Many childhood development experts subscribe to the notion that children who participate in high-quality early childhood education programs are more successful in school and ultimately in their careers as adults.
But before you rush out to enroll your child, it is important to be aware that child readiness is an important factor in the success of a preschool education – and not every child is ready for preschool at the same stage in his or her development.
A child who is not ready for preschool may find the preschool experience stressful and the anxiety and distress could outweigh any benefits.
HOW DO YOU DECIDE WHEN YOUR CHILD IS READY TO ATTEND PRESCHOOL?
This will differ for every child, as each individual is unique. When trying to decide when it the right time to enroll your child, you should take several key factors – age, maturity, sociability, and temperament – into consideration.
Opinions vary on what is the right for a child to start preschool. Most experts typically agree that it should be between three to four years old, however you will find that many preschools accept children as young as two years old.
Even among siblings, the level of maturity displayed by children will vary. A good way to gauge the level of maturity of your child might be to ask the following questions:
- Can my child follow simple instructions?
- Can my child speak well enough to be understood by others?
- Is my child able to follow the school routine?
- Is my child potty trained?
- Is my child able to get dressed without help?
- Is my child able to put on shoes without help?
- Is my child able to feed himself or herself?
Some preschools may take on the responsibility of helping your child with the development of these skills, but there schools that make these mandatory requirements before they will accept your child.

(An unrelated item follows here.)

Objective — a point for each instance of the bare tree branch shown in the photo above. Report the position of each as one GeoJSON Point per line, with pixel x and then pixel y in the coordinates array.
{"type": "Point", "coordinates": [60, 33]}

Find out what each of the preschools you are considering expect children to know and be able to do, and assess if your child is capable of meeting these expectations.
One of the reasons many parents send their children to preschool is so they can develop their social skills. Even if this is the case, you should consider the following:
- Does my child interact well with other children?

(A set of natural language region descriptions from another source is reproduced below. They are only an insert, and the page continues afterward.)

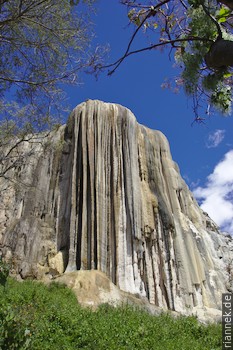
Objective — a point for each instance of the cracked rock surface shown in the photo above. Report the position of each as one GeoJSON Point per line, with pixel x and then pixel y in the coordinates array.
{"type": "Point", "coordinates": [103, 193]}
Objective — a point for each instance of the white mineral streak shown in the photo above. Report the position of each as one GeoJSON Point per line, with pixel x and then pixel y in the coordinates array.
{"type": "Point", "coordinates": [105, 194]}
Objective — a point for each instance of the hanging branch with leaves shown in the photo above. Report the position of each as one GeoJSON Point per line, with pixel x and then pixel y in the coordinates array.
{"type": "Point", "coordinates": [199, 35]}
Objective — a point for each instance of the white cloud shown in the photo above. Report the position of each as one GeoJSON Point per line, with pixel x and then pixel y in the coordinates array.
{"type": "Point", "coordinates": [215, 138]}
{"type": "Point", "coordinates": [217, 196]}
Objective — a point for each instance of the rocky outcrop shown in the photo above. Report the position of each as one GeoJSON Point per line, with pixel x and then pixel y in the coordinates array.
{"type": "Point", "coordinates": [103, 193]}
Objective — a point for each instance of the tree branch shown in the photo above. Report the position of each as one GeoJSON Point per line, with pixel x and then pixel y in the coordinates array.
{"type": "Point", "coordinates": [151, 47]}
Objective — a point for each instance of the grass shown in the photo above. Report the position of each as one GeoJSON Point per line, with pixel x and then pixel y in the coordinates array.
{"type": "Point", "coordinates": [35, 316]}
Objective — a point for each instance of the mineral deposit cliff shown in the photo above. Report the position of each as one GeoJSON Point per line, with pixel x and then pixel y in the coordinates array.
{"type": "Point", "coordinates": [103, 192]}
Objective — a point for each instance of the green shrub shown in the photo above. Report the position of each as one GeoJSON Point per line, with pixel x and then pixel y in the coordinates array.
{"type": "Point", "coordinates": [35, 316]}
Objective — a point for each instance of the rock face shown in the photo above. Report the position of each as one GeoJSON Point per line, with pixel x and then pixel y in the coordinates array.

- Has my child spent a significant amount of time away from me?
- How well does my child cope with meeting and interacting with new people?
If you feel that – due to issues with social interactions and shyness – attending preschool will create stress for your child, then perhaps the decision to enroll him or her should be delayed.
Children who are more timid, introverted, and sensitive may find the transition to preschool difficult. Some of these children can be managed by employing methods to gradually ease them into preschool, while others may benefit from a later start to preschool. Even siblings from the same family may require different methods for handling the introduction of school.
In addition to the aforementioned factors, the preschool you have selected for your child may also have requirements that must be met before your child will be accepted. Research to find out if your preschool of choice requires certain entrance criteria or assessments.